Fish-like sensors mimics lateral line

A PRESSURE sensor that mimics the way a fish's lateral line works could help submersible craft navigate.

The technology could improve underwater robots' ability to detect hazards, such as deep sea vents and shipwrecks, when the water is too murky for a camera to work effectively, or the object is too close for sonar, says Douglas Jones at the University of Illinois at Urbana-Champaign.

The lateral line is a sense organ that runs along the sides of most fish and enables them to detect changes in water pressure. This allows fish to sense depth and the direction of the current, and also means they can swim in synchronised schools even in darkness.

The line is peppered with hair cells called neuromasts that fire in response to pressure waves. The pattern of signals generated along the line allows the fish to pick out the tiniest flick of a nearby tail.

Jones, alongside Chang Liu at Northwestern University in Evanston, Illinois, made an artificial neuromast by adding boron to a 500-micrometre-long silicon hair to create a stress-sensitive resistor. As the hair bends in response to water motion, its resistance changes, allowing the force of the water's movement to be calculated.

The researchers tested the sensor by fixing an array around a plastic pipe and measuring the response to various objects placed in the water, including a live crayfish. The animal's wiggling legs generated a pattern of pressure signals that enabled the team to calculate its precise location in relation to the pipe. Because the hairs in the array are oriented at right angles to each other, the direction of the water motion can be easily determined (see diagram).

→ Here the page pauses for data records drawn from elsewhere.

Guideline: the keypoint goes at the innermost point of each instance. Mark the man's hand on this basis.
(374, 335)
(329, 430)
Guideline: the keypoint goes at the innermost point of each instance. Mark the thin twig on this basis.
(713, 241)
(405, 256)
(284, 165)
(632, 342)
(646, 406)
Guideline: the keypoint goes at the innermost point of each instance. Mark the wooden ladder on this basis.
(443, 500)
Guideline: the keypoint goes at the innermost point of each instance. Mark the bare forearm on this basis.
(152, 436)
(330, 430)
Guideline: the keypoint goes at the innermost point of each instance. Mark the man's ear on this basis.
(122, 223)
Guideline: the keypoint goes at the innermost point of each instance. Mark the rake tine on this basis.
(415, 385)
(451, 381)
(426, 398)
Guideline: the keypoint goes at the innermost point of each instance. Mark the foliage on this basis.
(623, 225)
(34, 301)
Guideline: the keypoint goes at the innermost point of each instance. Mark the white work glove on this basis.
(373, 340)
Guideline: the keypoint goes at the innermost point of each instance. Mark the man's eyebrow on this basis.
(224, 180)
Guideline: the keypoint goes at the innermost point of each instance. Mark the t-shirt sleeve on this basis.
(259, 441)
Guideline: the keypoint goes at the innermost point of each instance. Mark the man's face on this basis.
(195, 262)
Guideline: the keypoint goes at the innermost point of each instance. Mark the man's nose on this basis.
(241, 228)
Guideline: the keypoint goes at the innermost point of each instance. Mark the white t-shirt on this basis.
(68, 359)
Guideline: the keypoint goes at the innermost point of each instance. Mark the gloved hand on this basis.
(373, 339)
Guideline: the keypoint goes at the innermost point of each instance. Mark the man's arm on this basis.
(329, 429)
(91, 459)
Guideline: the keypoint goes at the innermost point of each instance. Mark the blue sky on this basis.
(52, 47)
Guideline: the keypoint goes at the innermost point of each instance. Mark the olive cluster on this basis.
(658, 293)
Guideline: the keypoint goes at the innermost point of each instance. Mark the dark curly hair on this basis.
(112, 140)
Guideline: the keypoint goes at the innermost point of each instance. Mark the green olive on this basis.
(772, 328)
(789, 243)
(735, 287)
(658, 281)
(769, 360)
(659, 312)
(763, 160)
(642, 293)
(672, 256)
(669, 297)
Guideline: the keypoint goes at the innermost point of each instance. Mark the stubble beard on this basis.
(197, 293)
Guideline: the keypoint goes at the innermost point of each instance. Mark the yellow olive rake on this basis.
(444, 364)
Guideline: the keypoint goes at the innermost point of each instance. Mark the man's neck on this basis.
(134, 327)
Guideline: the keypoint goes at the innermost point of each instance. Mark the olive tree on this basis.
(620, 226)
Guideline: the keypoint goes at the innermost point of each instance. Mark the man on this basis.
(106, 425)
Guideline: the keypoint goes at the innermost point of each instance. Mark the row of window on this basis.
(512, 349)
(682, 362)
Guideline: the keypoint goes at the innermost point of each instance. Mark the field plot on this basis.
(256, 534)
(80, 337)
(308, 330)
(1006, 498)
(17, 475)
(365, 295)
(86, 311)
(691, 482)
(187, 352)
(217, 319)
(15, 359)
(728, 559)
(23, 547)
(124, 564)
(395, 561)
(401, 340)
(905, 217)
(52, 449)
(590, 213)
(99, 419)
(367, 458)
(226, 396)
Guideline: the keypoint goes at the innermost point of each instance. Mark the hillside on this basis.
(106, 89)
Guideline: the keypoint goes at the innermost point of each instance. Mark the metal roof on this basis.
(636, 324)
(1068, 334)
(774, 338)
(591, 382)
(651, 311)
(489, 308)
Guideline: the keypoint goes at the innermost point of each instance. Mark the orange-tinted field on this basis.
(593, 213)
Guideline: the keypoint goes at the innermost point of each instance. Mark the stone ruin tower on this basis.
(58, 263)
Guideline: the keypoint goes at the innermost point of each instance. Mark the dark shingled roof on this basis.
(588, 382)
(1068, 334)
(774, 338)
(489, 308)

Finally, the distance to the object can be worked out in the same way a fish would, by moving water in the direction of the object and timing how long it takes to receive an echo (Bioinspiration and Biomimetics, DOI: 10.1088/1748-3182/5/1/016001). "We're hopeful it will be useful for making sure any underwater vehicle doesn't get trapped by unseen obstacles," says Jones.

"Anything that fortifies an undersea robot's sense of its environment, and its ability to avoid obstacles, is to be welcomed," says Andy Bowen of Woods Hole Oceanographic Institution in Massachusetts. Bowen designed Jason Junior, the remote-controlled robot sub that famously imaged the wreck of the Titanic in 1986. "In the search for new deep sea vents, I can imagine this artificial lateral line autonomously sensing a hydrothermal plume and using an on-board algorithm to home in on the source of it. It's a fascinating technology," he says.